O general da reserva Estevam Theophilo, um dos 40 indiciados pela suposta tentativa de golpe de Estado em dezembro de 2022, apresentou nesta segunda-feira (20) uma manifestação ao Supremo Tribunal Federal (STF) negando as acusações. Segundo ele, durante todo o período investigado, contou com a “irrestrita confiança” do então comandante do Exército, Marco Antônio Freire Gomes, e recebeu um “elogio honroso” do atual comandante, Tomás Paiva.
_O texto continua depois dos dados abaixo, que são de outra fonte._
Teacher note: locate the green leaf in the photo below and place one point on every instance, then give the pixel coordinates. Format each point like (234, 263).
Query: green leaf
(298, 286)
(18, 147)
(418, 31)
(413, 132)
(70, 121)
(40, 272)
Theophilo, que chefiava o Comando de Operações Terrestres (Coter), é acusado pela Polícia Federal (PF) de ter “anuiu com o golpe de Estado, colocando as tropas à disposição” do então presidente Jair Bolsonaro, em uma reunião realizada no Palácio da Alvorada. Em sua defesa, o general afirmou que “jamais poderia ter anuído com suposto ato golpista”, alegando que Bolsonaro apenas expressou “lamúrias” e não apresentou nenhum plano golpista.

O general também argumentou que, se tivesse concordado com qualquer ação golpista, teria perdido a confiança do então comandante do Exército, Freire Gomes, que o manteve no cargo até o fim do governo Bolsonaro e participou da cerimônia de passagem de comando. Segundo ele, isso demonstraria “a legalidade das suas condutas”.

Theophilo destacou que permaneceu no cargo durante parte do governo do presidente Luiz Inácio Lula da Silva, até ser transferido para a reserva em novembro de 2023. Na ocasião, recebeu um “elogio honroso” do atual comandante do Exército, Tomás Paiva.

Em depoimento à PF, Freire Gomes afirmou que não autorizou a reunião entre Theophilo e Bolsonaro e que se sentiu “desconfortável com o episódio”, já que desconhecia o teor da convocação. No entanto, em declaração escrita anexada à defesa de Theophilo, Freire afirmou ter “total confiança na lealdade e disciplina” do general.

A investigação sobre a tentativa de golpe de Estado segue em andamento, com depoimentos e documentos analisados pela Polícia Federal e pelo STF.